Paula Daly's top tips for debut authors

Fans of psychological thrillers will love Paula Daly's superb debut novel Just What Kind of Mother Are You?, described as 'the very definition of a page-turner', in which she combines a gripping plot with a thought-provoking examination of family life and the struggles of being a mother who goes out to work.

Here, Paula offers her advice on getting started and top tips for writing.

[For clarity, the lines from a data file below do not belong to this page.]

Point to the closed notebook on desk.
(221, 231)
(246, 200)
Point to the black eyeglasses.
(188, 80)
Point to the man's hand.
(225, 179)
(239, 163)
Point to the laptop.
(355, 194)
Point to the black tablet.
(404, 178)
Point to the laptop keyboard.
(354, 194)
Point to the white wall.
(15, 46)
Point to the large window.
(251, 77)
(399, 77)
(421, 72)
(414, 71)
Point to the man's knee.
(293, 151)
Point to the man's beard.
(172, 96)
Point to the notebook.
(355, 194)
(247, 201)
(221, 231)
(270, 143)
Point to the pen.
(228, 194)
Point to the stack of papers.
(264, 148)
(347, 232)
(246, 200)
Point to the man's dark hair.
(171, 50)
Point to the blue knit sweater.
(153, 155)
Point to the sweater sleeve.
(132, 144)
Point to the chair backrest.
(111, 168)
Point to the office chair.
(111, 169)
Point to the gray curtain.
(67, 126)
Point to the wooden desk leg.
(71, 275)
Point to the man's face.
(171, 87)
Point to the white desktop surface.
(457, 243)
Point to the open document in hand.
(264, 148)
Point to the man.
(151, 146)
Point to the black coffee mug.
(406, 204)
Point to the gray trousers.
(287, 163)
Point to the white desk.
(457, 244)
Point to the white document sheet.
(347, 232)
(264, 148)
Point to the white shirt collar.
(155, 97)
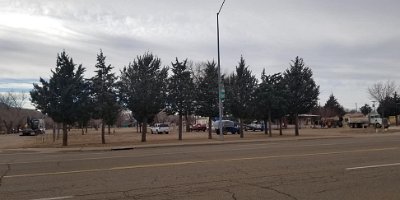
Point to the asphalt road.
(346, 168)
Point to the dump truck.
(34, 126)
(362, 121)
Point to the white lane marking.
(373, 166)
(55, 198)
(195, 162)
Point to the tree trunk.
(144, 130)
(8, 126)
(266, 126)
(54, 132)
(296, 131)
(58, 131)
(269, 124)
(103, 138)
(180, 126)
(65, 134)
(241, 130)
(187, 123)
(209, 128)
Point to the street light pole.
(397, 115)
(220, 106)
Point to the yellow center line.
(195, 162)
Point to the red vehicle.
(198, 127)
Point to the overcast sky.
(348, 44)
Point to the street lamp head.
(221, 7)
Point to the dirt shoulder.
(130, 137)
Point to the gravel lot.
(130, 136)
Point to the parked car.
(159, 128)
(255, 126)
(228, 126)
(198, 127)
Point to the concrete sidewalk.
(193, 139)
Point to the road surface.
(342, 168)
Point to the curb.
(164, 145)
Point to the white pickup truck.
(159, 128)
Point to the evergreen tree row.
(145, 88)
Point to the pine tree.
(333, 108)
(270, 101)
(143, 88)
(206, 103)
(62, 96)
(181, 95)
(302, 93)
(240, 93)
(105, 99)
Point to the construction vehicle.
(34, 126)
(362, 121)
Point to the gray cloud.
(348, 44)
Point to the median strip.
(373, 166)
(194, 162)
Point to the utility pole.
(221, 93)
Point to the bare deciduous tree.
(11, 104)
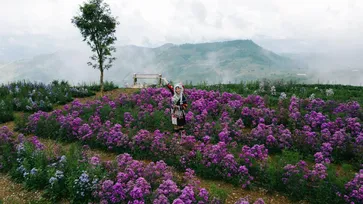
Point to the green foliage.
(98, 28)
(6, 111)
(219, 193)
(341, 93)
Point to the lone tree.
(98, 28)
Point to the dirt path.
(11, 190)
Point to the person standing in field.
(179, 104)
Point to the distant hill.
(212, 62)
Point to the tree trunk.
(101, 82)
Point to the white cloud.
(145, 22)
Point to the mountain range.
(228, 61)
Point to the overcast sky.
(154, 22)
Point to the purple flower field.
(229, 137)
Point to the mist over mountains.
(215, 62)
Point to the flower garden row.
(229, 137)
(31, 97)
(83, 178)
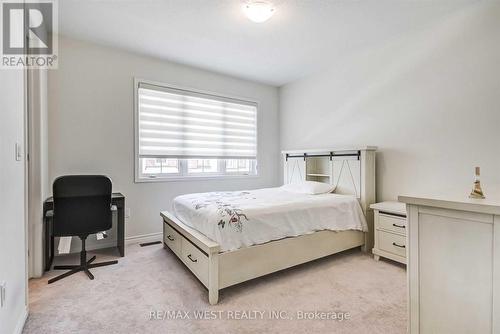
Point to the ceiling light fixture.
(258, 11)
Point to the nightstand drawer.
(392, 243)
(392, 223)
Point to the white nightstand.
(390, 231)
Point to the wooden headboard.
(352, 170)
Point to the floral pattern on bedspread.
(230, 214)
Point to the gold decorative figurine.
(477, 192)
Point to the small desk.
(117, 199)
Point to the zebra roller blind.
(176, 123)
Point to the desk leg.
(121, 228)
(47, 243)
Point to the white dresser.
(453, 265)
(390, 231)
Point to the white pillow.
(309, 187)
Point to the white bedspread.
(243, 218)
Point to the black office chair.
(82, 206)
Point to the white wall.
(12, 201)
(430, 101)
(91, 124)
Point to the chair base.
(73, 269)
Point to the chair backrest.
(82, 205)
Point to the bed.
(226, 238)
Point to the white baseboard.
(151, 237)
(22, 320)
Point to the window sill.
(194, 178)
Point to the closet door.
(295, 170)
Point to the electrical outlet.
(2, 293)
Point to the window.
(187, 134)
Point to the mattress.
(239, 219)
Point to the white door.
(12, 200)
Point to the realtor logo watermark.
(29, 34)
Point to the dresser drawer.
(392, 243)
(392, 223)
(196, 260)
(172, 239)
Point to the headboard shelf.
(351, 170)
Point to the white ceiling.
(302, 37)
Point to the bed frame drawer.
(392, 223)
(392, 243)
(196, 260)
(172, 239)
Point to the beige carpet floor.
(148, 279)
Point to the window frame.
(183, 174)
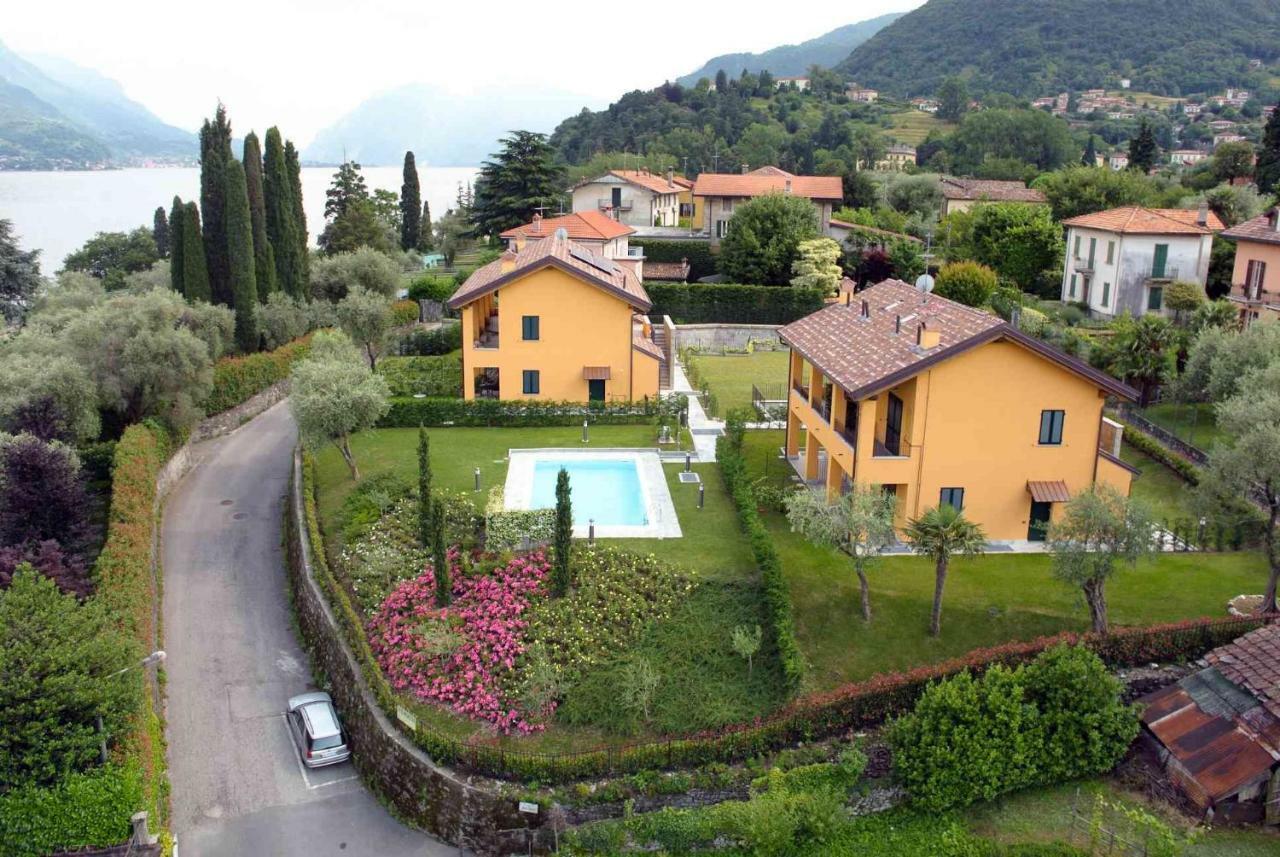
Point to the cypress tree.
(411, 228)
(160, 232)
(195, 270)
(240, 252)
(563, 544)
(300, 215)
(1267, 170)
(215, 152)
(280, 227)
(264, 256)
(177, 219)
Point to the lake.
(55, 212)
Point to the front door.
(1038, 526)
(894, 426)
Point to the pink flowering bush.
(464, 655)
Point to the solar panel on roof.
(594, 261)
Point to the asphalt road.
(233, 660)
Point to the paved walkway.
(233, 660)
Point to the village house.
(892, 386)
(1256, 275)
(963, 195)
(1120, 260)
(721, 192)
(549, 320)
(635, 197)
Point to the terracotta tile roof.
(1148, 221)
(990, 189)
(580, 225)
(1253, 663)
(570, 257)
(768, 179)
(867, 354)
(1258, 229)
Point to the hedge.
(731, 303)
(238, 379)
(702, 260)
(407, 412)
(433, 376)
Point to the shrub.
(730, 303)
(430, 376)
(969, 283)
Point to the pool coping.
(659, 508)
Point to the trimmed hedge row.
(731, 303)
(238, 379)
(702, 260)
(777, 595)
(411, 413)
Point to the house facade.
(963, 195)
(1256, 275)
(892, 386)
(634, 197)
(1120, 260)
(722, 192)
(554, 321)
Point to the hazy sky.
(304, 64)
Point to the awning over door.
(1051, 491)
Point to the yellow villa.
(551, 320)
(942, 403)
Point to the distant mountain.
(792, 60)
(442, 129)
(1032, 47)
(71, 115)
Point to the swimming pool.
(624, 491)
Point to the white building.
(1121, 260)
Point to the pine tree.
(300, 216)
(240, 252)
(177, 219)
(215, 152)
(160, 232)
(411, 228)
(195, 270)
(426, 239)
(1266, 173)
(280, 223)
(563, 544)
(424, 487)
(1143, 150)
(264, 256)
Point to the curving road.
(234, 659)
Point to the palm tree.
(941, 532)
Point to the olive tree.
(333, 394)
(859, 523)
(1100, 532)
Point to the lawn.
(730, 377)
(988, 600)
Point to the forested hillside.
(1034, 47)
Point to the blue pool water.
(607, 490)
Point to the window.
(1051, 427)
(533, 384)
(529, 328)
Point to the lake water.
(55, 212)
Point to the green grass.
(730, 377)
(988, 600)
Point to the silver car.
(316, 731)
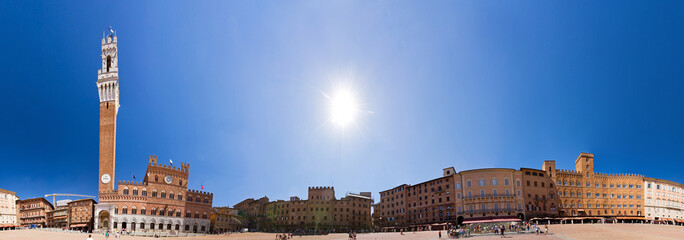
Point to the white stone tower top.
(108, 76)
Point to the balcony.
(489, 198)
(491, 211)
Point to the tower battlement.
(154, 162)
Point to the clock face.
(105, 178)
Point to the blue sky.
(235, 89)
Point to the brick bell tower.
(108, 89)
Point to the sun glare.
(344, 107)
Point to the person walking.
(546, 232)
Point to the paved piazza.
(576, 231)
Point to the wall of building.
(8, 208)
(664, 200)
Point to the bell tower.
(108, 89)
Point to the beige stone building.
(255, 211)
(501, 194)
(664, 201)
(494, 194)
(81, 213)
(33, 212)
(225, 219)
(161, 202)
(59, 217)
(585, 193)
(8, 209)
(321, 211)
(539, 194)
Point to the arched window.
(109, 62)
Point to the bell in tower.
(108, 90)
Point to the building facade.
(225, 219)
(59, 217)
(255, 212)
(321, 211)
(161, 202)
(664, 201)
(8, 209)
(500, 193)
(495, 193)
(583, 192)
(539, 194)
(33, 212)
(81, 214)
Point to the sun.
(343, 107)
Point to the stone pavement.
(567, 231)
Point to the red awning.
(630, 218)
(491, 220)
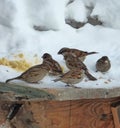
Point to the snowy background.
(22, 46)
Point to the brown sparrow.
(71, 77)
(34, 74)
(103, 64)
(74, 63)
(76, 53)
(55, 66)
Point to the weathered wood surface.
(15, 92)
(94, 113)
(26, 107)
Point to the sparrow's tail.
(89, 53)
(12, 79)
(90, 77)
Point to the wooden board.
(14, 92)
(60, 114)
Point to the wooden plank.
(15, 92)
(95, 113)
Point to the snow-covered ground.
(17, 18)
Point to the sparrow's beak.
(60, 52)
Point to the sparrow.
(103, 64)
(75, 63)
(71, 77)
(55, 66)
(34, 73)
(81, 55)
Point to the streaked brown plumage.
(103, 64)
(74, 63)
(72, 77)
(34, 74)
(55, 66)
(76, 53)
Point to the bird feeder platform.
(26, 107)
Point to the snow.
(17, 19)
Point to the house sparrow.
(74, 63)
(71, 77)
(76, 53)
(55, 66)
(34, 74)
(103, 64)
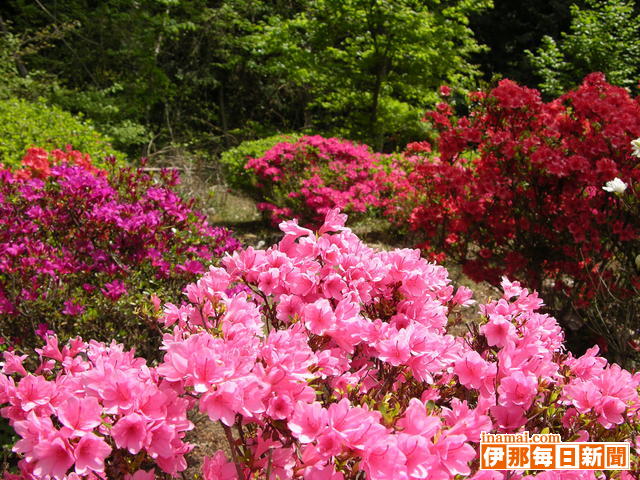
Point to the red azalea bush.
(517, 189)
(307, 178)
(83, 250)
(322, 359)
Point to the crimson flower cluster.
(82, 249)
(308, 178)
(516, 188)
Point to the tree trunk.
(22, 70)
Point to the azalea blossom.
(635, 145)
(615, 186)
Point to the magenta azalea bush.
(307, 178)
(321, 358)
(82, 251)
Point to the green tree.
(370, 67)
(510, 28)
(604, 36)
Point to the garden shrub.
(308, 178)
(26, 124)
(322, 359)
(517, 190)
(234, 160)
(82, 251)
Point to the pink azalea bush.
(82, 250)
(322, 358)
(308, 177)
(91, 410)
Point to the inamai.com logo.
(547, 452)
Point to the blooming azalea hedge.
(82, 251)
(322, 359)
(513, 188)
(308, 177)
(517, 189)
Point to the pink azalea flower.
(90, 453)
(52, 457)
(80, 415)
(130, 432)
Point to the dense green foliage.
(604, 37)
(213, 74)
(370, 67)
(24, 124)
(511, 28)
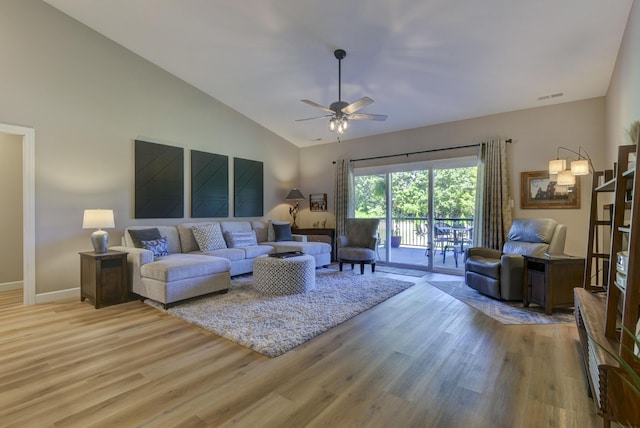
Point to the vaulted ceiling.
(423, 61)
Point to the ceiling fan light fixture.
(339, 110)
(333, 124)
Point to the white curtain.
(344, 194)
(493, 197)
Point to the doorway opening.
(28, 208)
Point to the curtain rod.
(422, 151)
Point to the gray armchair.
(499, 274)
(359, 244)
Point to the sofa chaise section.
(174, 277)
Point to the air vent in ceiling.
(550, 96)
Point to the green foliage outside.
(454, 194)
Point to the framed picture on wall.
(317, 202)
(538, 190)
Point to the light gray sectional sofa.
(180, 269)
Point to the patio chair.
(443, 239)
(422, 230)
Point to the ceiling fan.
(341, 111)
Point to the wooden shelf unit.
(598, 256)
(600, 317)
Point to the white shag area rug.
(272, 325)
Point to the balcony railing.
(415, 231)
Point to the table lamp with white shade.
(99, 219)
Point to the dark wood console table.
(320, 235)
(549, 281)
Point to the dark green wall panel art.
(248, 190)
(209, 185)
(159, 180)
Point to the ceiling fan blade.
(364, 116)
(314, 104)
(317, 117)
(357, 105)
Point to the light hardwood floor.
(420, 359)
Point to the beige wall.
(623, 97)
(88, 99)
(10, 209)
(536, 134)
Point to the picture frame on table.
(317, 202)
(538, 190)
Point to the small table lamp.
(294, 195)
(98, 219)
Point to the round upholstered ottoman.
(276, 276)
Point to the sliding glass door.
(425, 211)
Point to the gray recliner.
(499, 274)
(359, 244)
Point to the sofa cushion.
(240, 239)
(159, 247)
(187, 240)
(260, 228)
(282, 232)
(232, 254)
(176, 267)
(139, 235)
(483, 266)
(235, 226)
(271, 234)
(170, 232)
(209, 237)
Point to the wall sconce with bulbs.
(580, 166)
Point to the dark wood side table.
(104, 278)
(320, 235)
(549, 281)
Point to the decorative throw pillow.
(139, 235)
(160, 247)
(240, 239)
(282, 232)
(209, 237)
(271, 235)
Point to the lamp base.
(100, 241)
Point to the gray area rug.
(505, 312)
(401, 271)
(272, 325)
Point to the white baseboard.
(16, 285)
(53, 296)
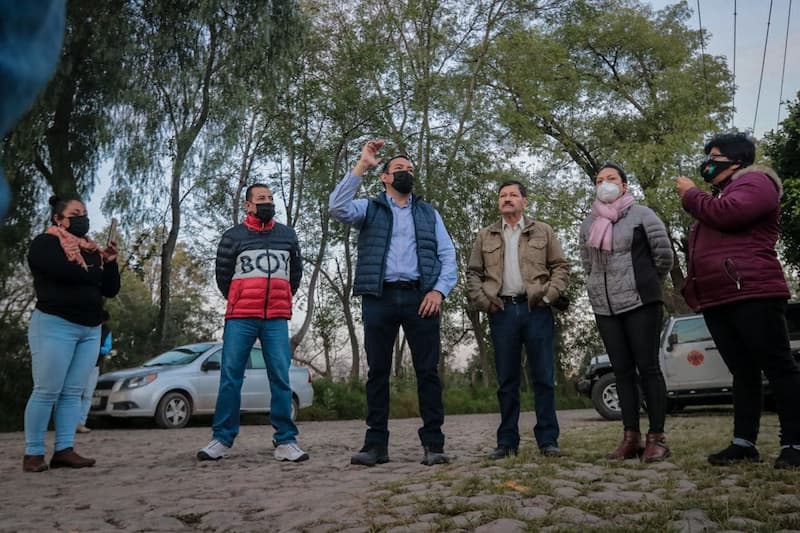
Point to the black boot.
(735, 454)
(788, 458)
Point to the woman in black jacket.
(71, 275)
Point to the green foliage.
(15, 374)
(783, 149)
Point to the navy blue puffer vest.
(373, 245)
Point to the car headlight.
(139, 381)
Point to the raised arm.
(342, 204)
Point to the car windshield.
(179, 356)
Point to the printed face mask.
(265, 212)
(710, 169)
(607, 192)
(79, 226)
(403, 181)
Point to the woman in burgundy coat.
(735, 279)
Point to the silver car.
(184, 381)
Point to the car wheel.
(605, 398)
(673, 406)
(173, 411)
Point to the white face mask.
(607, 192)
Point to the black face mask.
(403, 181)
(710, 169)
(78, 226)
(265, 212)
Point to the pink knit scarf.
(601, 232)
(73, 245)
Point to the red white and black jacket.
(258, 269)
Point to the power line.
(763, 61)
(783, 68)
(733, 98)
(703, 52)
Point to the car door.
(206, 383)
(255, 390)
(693, 361)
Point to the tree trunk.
(399, 350)
(483, 352)
(168, 250)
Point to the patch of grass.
(687, 483)
(471, 486)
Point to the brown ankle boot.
(69, 459)
(630, 447)
(33, 463)
(655, 448)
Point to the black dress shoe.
(371, 455)
(434, 456)
(735, 454)
(501, 451)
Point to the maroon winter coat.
(731, 254)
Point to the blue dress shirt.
(401, 259)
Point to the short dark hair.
(518, 183)
(59, 203)
(737, 147)
(385, 167)
(248, 194)
(622, 175)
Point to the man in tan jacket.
(516, 271)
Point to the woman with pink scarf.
(626, 254)
(71, 275)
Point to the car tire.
(173, 411)
(605, 398)
(673, 406)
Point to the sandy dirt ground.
(149, 479)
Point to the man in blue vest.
(406, 267)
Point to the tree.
(614, 80)
(783, 149)
(194, 59)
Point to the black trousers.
(632, 342)
(752, 337)
(382, 320)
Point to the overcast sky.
(717, 17)
(751, 28)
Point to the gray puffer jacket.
(633, 273)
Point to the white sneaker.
(214, 451)
(290, 452)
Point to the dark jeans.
(511, 328)
(632, 343)
(383, 317)
(752, 337)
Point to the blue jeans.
(511, 329)
(62, 355)
(237, 341)
(86, 396)
(382, 320)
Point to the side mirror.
(672, 340)
(209, 365)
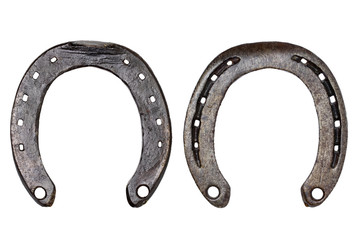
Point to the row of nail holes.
(53, 60)
(213, 78)
(332, 99)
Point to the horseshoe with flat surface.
(137, 76)
(210, 91)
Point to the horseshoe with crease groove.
(137, 76)
(228, 67)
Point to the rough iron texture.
(211, 89)
(137, 76)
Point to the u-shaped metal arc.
(137, 76)
(211, 89)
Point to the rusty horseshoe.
(137, 76)
(210, 91)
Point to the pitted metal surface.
(137, 76)
(211, 89)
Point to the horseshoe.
(210, 91)
(137, 76)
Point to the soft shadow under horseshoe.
(210, 91)
(137, 76)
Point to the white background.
(266, 134)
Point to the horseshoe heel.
(137, 76)
(210, 91)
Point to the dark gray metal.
(210, 91)
(137, 76)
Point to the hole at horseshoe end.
(89, 124)
(266, 131)
(317, 194)
(142, 191)
(213, 192)
(40, 193)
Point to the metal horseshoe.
(137, 76)
(210, 91)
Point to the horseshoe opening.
(266, 129)
(137, 76)
(89, 125)
(201, 115)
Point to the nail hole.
(152, 99)
(40, 193)
(25, 97)
(337, 123)
(21, 147)
(322, 76)
(20, 122)
(213, 192)
(332, 99)
(197, 123)
(213, 77)
(317, 194)
(141, 76)
(36, 75)
(143, 191)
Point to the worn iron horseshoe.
(210, 91)
(137, 76)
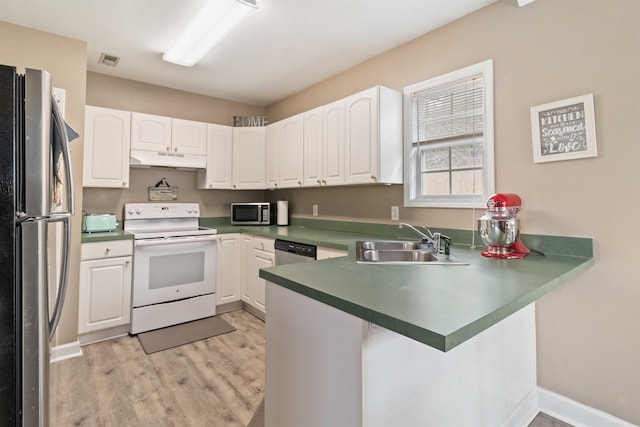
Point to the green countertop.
(105, 236)
(439, 305)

Ten tips for debut novelists

Just What Kind of Mother Are You?

1) Read a lot, write a lot and persevere. I've heard that the only difference between a published writer and an unpublished writer is perseverance. 

 
2) If you write short stories to begin with, don't be disheartened if you can't get them published. It doesn't mean you are without talent. At the moment, there is no market for short stories - be honest, how many do you read? My advice would be to write short stories to develop your skills, but if it's novels you want to write, get on with that. You learn how to write a novel by actually writing a novel. 
 
3) You will be rejected. It hurts, it's not nice, but it will not kill you. I deal with it by allowing myself one day. I have a big sulk and say "yes this is horrible, but tomorrow I will pull myself together and get back to work". Think: "okay, so I'm not good enough YET." It doesn't mean you will never be good enough. You are training for a new job, and most skilled labour takes three to four years of full-time study to complete. 
 
4) Understand what a story is. For a story to work it needs a main character with a goal and obstacles. That's it. Give you main character a really tough goal, with high stakes, who is risking a lot, and you have a thriller. But don't underestimate how important a goal is. If your main character doesn't really want something (to escape, to find love, to rescue the missing child, to win the dance contest) the reader will get bored. 
 
5) Get real about what stops you from writing. There is lots of advice about how to be more productive, how to avoid procrastination etc, but it boils down to this: you have to want to do it. Just like giving up smoking or losing weight, it really is down to you. You can go to a support group, or wear nicotine patches, but at the end of the day, you'll either do it or you won't. 
 
6) If you get stuck when writing your novel try writing down three things that must to go in the next scene for the story to move forward. 
 
7) Okay, this next part is a little 'if you build it, they will come' - but if your writing is good enough, and you have a good hook for a story, you WILL find an agent. Don't get fixated on how to find an agent. Even if you can trick your way in somehow, they won't sell your book unless it is a good story, well told. So focus on that. 
 
8) You will face lots of days when you are paralysed by your own self doubt. Instead of looking in the mirror thinking you're not good enough, try to say instead, "Why not me?" Someone has to have those publishing deals so why shouldn't it be you?  
 
9) Read Stephen King's On Writing (even if you don't like Stephen King's books). Read some books on plot – James Scott Bell's Plot and Structure is a good place to start. Attend workshops or do a course if you want to, but it's not always necessary. I didn't do a creative writing course because I like to learn alone – I'm faster and I enjoy it more. But if you think you need support, by all means give it a go. 
 
10) People say you need luck to succeed. I would say yes and no to that. There's no luck involved in slogging through novel after novel to try to improve your writing. That's hard graft. Where you need a bit of luck is when you're dreaming up your premise (or your hook). If you can come up with a great story idea that resonates, that makes the reader/agent/publisher sit up and become excited, then you've cracked it. 
 
11) Try not to complain too much. Remember, no one is making you do this.
 
  

paula dalyMore about Paula Daly

Paula Daly lives in Cumbria with her husband, three children and whippet Skippy. She is a freelance physiotherapist and lived for a short while in France, but returned to the UK after missing the hustle and bustle.

 
Just What Kind of Mother are You? is her first novel, and she is currently working on her next.